Odder still is that some ‘English’ units aren’t even the same size as their Imperial namesake in England.
I can’t help you with the ‘why’ but I have seen images and articles like this so many times I can’t remember. I’m not sure how accurate these images are, but they are so pervasive on the internet that it doesn’t surprise me that they are taken as gospel.
I think it probably arises in argument, where sides tend to polarise and push each other to further extremes - the counterpoint being the ridiculous insistence that non-metric systems of measurement are every bit as simple to work with as metric, problems solely arising from unfamiliarity.
I first had it drilled into my head back in elementary school. We learned about the metric system with a healthy side dish of “Get this into your thick skulls, because everyone else in the world already does this, so you better learn it and not embarrass America!”
Actually, I’d say this is true in the US as well. I and all my fellow scienticians all use metric exclusively.
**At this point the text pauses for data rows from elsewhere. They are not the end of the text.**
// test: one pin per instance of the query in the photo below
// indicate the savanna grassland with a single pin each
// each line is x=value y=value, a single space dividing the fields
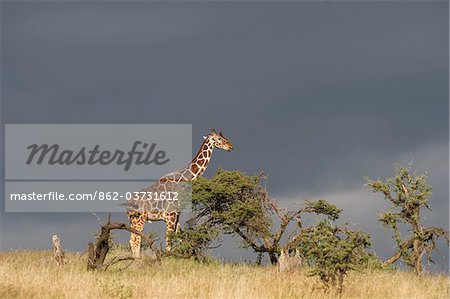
x=34 y=274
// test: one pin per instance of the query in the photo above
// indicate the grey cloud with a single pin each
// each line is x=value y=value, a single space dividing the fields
x=318 y=95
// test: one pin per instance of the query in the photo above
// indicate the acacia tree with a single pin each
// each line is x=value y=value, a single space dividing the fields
x=408 y=193
x=240 y=205
x=333 y=251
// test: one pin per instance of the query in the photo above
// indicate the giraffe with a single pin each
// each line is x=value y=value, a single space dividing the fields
x=151 y=209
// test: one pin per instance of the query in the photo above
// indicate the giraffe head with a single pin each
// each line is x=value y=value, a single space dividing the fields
x=219 y=141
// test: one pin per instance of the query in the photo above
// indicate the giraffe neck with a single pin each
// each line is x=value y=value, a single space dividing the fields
x=200 y=162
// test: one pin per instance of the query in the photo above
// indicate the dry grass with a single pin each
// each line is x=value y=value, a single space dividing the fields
x=33 y=274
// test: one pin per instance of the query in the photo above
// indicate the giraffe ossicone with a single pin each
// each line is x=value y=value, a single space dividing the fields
x=168 y=210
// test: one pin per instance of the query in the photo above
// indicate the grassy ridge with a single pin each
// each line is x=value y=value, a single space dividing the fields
x=33 y=274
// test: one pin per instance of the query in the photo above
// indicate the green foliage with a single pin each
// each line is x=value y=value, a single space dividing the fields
x=408 y=193
x=333 y=251
x=323 y=207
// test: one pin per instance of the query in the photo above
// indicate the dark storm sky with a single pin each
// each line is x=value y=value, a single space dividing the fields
x=318 y=95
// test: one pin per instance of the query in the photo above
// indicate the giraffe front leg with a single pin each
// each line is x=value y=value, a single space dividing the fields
x=135 y=240
x=170 y=228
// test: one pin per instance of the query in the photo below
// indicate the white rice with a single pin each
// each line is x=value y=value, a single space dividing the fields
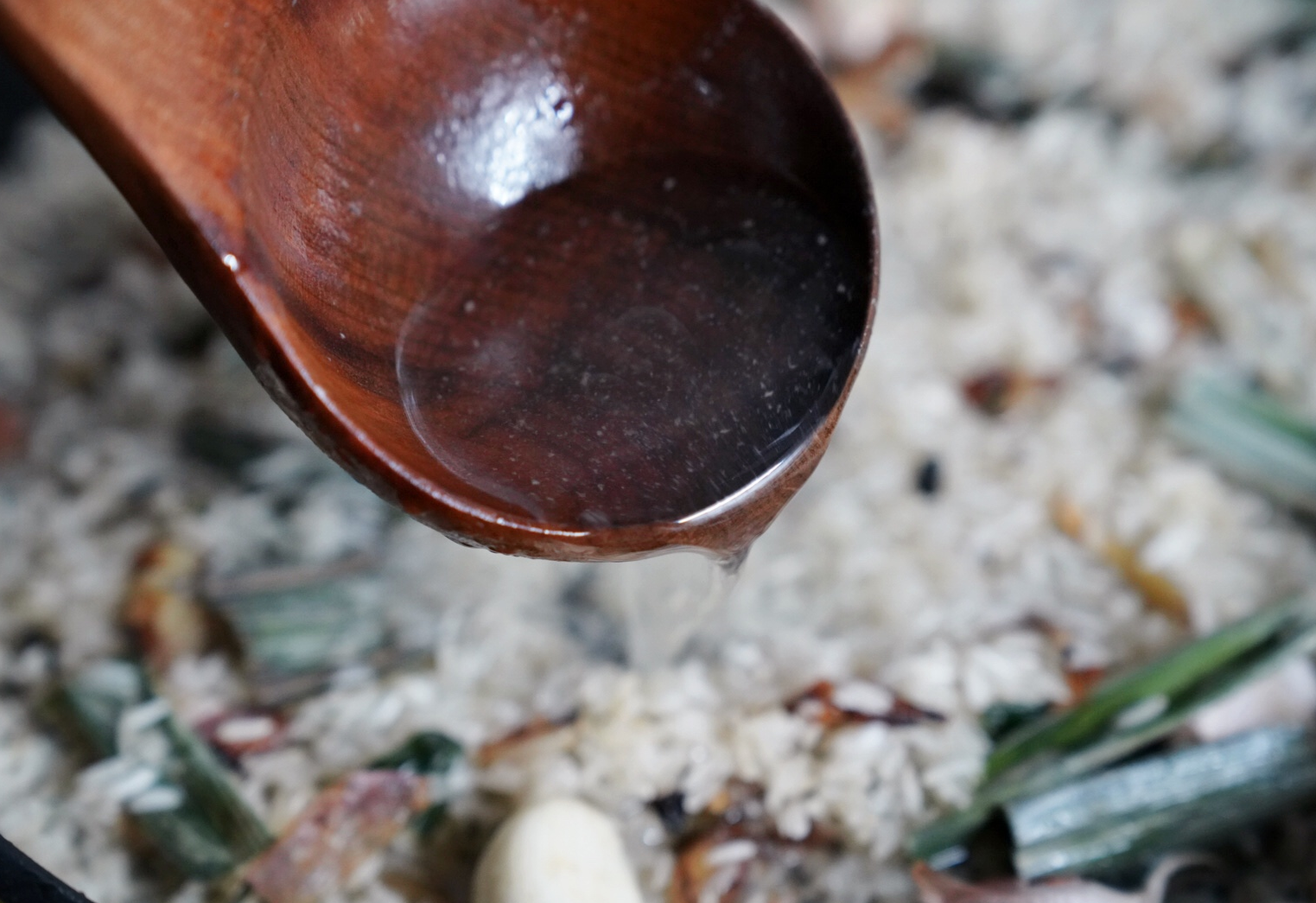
x=1054 y=246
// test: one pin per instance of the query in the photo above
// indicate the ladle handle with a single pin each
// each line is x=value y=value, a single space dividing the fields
x=153 y=88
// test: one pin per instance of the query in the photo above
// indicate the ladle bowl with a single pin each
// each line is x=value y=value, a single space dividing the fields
x=576 y=279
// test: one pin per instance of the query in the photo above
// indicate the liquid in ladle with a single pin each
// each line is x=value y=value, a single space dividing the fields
x=666 y=334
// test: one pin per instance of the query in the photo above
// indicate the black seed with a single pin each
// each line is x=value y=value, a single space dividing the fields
x=928 y=480
x=671 y=811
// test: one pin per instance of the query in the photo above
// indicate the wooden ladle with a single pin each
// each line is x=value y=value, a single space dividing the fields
x=565 y=278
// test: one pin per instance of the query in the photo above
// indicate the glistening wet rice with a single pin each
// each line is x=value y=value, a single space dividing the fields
x=1079 y=204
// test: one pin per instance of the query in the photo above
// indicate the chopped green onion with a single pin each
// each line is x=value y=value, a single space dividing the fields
x=1187 y=678
x=1004 y=719
x=428 y=754
x=93 y=702
x=1119 y=719
x=295 y=638
x=211 y=830
x=190 y=810
x=1250 y=436
x=1139 y=811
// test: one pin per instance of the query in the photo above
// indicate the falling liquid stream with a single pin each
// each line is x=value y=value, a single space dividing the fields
x=664 y=601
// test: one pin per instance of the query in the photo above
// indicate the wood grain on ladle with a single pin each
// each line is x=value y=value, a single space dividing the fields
x=575 y=279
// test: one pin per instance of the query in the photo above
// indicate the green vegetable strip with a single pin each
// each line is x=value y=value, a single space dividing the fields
x=1139 y=811
x=1250 y=436
x=1189 y=679
x=213 y=830
x=1170 y=677
x=433 y=754
x=95 y=699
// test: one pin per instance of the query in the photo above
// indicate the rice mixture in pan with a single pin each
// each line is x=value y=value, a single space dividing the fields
x=1082 y=201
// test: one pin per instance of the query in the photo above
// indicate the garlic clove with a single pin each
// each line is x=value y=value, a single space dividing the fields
x=561 y=850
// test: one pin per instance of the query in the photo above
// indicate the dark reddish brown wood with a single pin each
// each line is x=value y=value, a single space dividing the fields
x=315 y=168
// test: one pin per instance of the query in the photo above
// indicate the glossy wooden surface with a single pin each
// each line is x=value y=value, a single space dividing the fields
x=314 y=168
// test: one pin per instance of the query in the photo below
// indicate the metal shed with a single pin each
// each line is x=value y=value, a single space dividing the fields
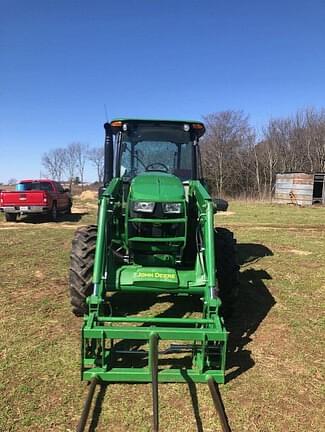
x=300 y=188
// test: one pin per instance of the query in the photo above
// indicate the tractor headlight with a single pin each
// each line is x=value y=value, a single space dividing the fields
x=172 y=208
x=143 y=206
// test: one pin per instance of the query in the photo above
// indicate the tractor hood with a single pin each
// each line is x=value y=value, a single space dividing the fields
x=158 y=187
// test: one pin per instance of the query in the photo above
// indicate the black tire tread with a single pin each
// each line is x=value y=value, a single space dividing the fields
x=81 y=267
x=227 y=269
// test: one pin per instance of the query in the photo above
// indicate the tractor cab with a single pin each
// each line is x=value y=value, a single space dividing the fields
x=155 y=161
x=145 y=146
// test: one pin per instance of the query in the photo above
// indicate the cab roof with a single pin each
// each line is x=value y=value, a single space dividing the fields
x=195 y=125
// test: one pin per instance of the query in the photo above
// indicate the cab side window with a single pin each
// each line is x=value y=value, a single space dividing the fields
x=59 y=187
x=46 y=187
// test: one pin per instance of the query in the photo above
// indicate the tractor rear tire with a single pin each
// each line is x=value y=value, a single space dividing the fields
x=81 y=268
x=227 y=269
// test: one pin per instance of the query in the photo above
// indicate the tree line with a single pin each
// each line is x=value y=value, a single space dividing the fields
x=70 y=162
x=236 y=160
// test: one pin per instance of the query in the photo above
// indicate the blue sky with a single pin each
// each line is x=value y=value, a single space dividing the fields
x=62 y=60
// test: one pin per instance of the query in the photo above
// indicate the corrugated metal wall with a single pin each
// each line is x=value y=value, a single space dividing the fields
x=295 y=188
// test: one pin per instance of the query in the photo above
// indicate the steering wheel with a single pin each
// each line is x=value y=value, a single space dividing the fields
x=165 y=167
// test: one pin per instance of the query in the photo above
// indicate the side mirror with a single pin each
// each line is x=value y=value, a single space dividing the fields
x=220 y=204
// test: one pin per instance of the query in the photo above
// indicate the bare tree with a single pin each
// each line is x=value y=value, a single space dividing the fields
x=54 y=163
x=81 y=158
x=228 y=136
x=96 y=156
x=71 y=161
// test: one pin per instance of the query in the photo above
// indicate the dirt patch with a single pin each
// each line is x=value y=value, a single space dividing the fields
x=88 y=195
x=299 y=252
x=227 y=213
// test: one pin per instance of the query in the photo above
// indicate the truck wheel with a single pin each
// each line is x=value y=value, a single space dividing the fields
x=11 y=217
x=54 y=213
x=81 y=268
x=227 y=269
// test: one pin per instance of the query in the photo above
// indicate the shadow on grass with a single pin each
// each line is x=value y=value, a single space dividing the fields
x=254 y=303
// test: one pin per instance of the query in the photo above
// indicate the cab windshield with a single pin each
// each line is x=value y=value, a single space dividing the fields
x=163 y=148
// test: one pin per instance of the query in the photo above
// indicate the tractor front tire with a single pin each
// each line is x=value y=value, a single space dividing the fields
x=227 y=269
x=81 y=268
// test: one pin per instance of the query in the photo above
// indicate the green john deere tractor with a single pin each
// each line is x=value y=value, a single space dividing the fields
x=154 y=234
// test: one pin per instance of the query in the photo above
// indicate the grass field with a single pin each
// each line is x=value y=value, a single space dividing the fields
x=276 y=353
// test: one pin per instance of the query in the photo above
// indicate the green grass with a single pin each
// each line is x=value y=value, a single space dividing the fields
x=275 y=365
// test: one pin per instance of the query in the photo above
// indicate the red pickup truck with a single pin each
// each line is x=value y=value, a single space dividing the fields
x=35 y=197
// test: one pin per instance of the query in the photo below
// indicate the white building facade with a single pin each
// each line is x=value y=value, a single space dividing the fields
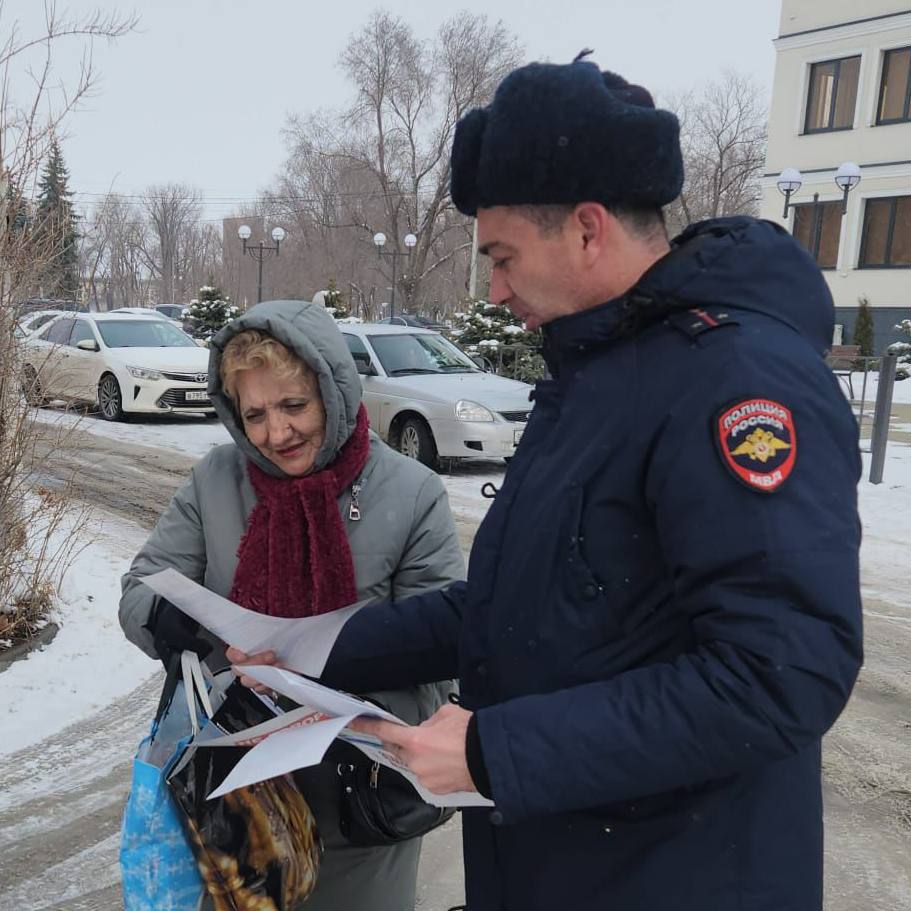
x=842 y=93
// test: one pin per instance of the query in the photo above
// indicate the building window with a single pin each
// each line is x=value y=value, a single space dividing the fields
x=895 y=89
x=818 y=227
x=833 y=95
x=886 y=239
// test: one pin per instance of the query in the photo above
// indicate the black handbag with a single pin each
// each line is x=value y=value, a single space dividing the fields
x=377 y=805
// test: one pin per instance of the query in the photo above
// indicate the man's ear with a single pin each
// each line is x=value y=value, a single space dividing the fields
x=595 y=226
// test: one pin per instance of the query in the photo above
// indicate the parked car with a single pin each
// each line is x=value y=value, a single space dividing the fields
x=148 y=311
x=416 y=322
x=428 y=399
x=172 y=311
x=35 y=320
x=123 y=364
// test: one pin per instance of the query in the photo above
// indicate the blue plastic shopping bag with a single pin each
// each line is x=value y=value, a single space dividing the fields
x=159 y=871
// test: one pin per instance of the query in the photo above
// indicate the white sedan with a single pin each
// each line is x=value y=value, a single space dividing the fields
x=122 y=364
x=428 y=399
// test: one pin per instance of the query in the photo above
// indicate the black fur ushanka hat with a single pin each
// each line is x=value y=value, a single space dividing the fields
x=564 y=134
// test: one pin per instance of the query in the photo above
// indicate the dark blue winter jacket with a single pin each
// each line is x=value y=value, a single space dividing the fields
x=662 y=614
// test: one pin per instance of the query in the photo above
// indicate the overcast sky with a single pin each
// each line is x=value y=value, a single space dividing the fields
x=200 y=92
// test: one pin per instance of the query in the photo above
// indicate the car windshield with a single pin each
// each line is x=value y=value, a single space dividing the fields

I do think you hear metric more on British TV and radio than we do here in the US on things like cooking shows, though.
I don’t. Any time two types of measurements meet, there’s unnecessary work to do and extra potential for error.
Plus all the inherent problems with the imperial side of things (e.g. cubic inches to gallons requires another conversion).
I wish we’d just go completely metric. But I think it’s an ongoing process, being done slowly by stealth.
e.g. I was surprised that my 11-year old neice only knew her height and weight in metric units. She didn’t even have a rough idea of what a foot or stone was; they simply hadn’t mentioned imperial measurements at all in school.
We measure our ingredients differently - most kitchens in the UK (at least most where cakes are ever made) will have a set of scales in use - and those scales will almost certainly be graduated in both metric and imperial.
I cook and bake a lot - I’ve got measuring cups, but I hardly use them.
Also, we’re going to go metric. Yep, any day now. Aaany day. All them speed limit signs in mph will be in km/hr, all those cans and bottles of soda that have been dual-labeled for decades will go solely to liters and milliliters, and if you don’t know how many centimeters tall you are and how many millimeters your waist is and how many decigrams you weigh, well, you’ll have to go in for retraining at a Metric Re-Education [del]Center[/del] Centre, just like the Canadians.
American schools have been saying this to every generation of third graders since the 1970s, with many using the same textbooks since the tradition began.